Bloomberg reported on Thursday that the foreign exchange reserves of the State Bank of Pakistan had "decreased by $366 million in the week ended May 27 to stand at $9.72 billion".

This marks a drop of nearly 50 per cent from last August and is "enough to pay for less than two months of imports", sources reported.

The publication warned the foreign exchange situation could spill over "into a fullblown economic crisis unless policy makers secure a loan from the International Monetary Fund".

In recent weeks, Pakistan has been making efforts to meet the IMF's conditions for securing a loan of $3 billion. This includes raising fuel and electricity prices.

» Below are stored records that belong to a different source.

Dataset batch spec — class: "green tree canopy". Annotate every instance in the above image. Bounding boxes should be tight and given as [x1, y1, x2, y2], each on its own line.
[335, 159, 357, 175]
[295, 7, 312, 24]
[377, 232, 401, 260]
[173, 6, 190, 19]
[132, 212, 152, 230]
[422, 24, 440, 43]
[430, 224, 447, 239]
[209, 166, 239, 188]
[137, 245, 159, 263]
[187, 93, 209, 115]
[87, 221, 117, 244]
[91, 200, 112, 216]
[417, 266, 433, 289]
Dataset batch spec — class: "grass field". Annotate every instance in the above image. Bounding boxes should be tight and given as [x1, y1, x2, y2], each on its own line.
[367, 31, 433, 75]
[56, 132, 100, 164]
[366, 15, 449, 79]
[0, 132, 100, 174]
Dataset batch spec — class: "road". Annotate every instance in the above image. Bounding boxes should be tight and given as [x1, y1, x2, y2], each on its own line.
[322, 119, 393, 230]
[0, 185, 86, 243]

On Thursday, Pakistan Finance Minister Miftah Ismail declared the prices of fuel products such as petrol, diesel and light diesel had been raised by Pakistani Rs 30.

This is the second such increase in weeks. The latest increase takes the price of petrol to Pakistani Rs 209.86 and diesel to Pakistani Rs 204.15.

One Indian rupee is equal to 2.54 Pakistani rupees at current rates. Ismail also announced power prices would be hiked by Rs 8 per unit from July 1.

Ismail acknowledged the price hikes would worsen inflation, but defended his actions, blaming the previous Imran Khan government. "

Global rating agency Moody's Investor Service on Thursday downgraded Pakistan's outlook from stable to negative, citing "heightened external vulnerability" and uncertainty around securing external financing to meet the country's needs.

Moody's said that while it was hopeful Pakistan would complete its IMF review and attract further external financing, if Pakistan failed to do so, then it could face a balance of payments crisis.

Sources report warned the trade deficit was another worry for Islamabad.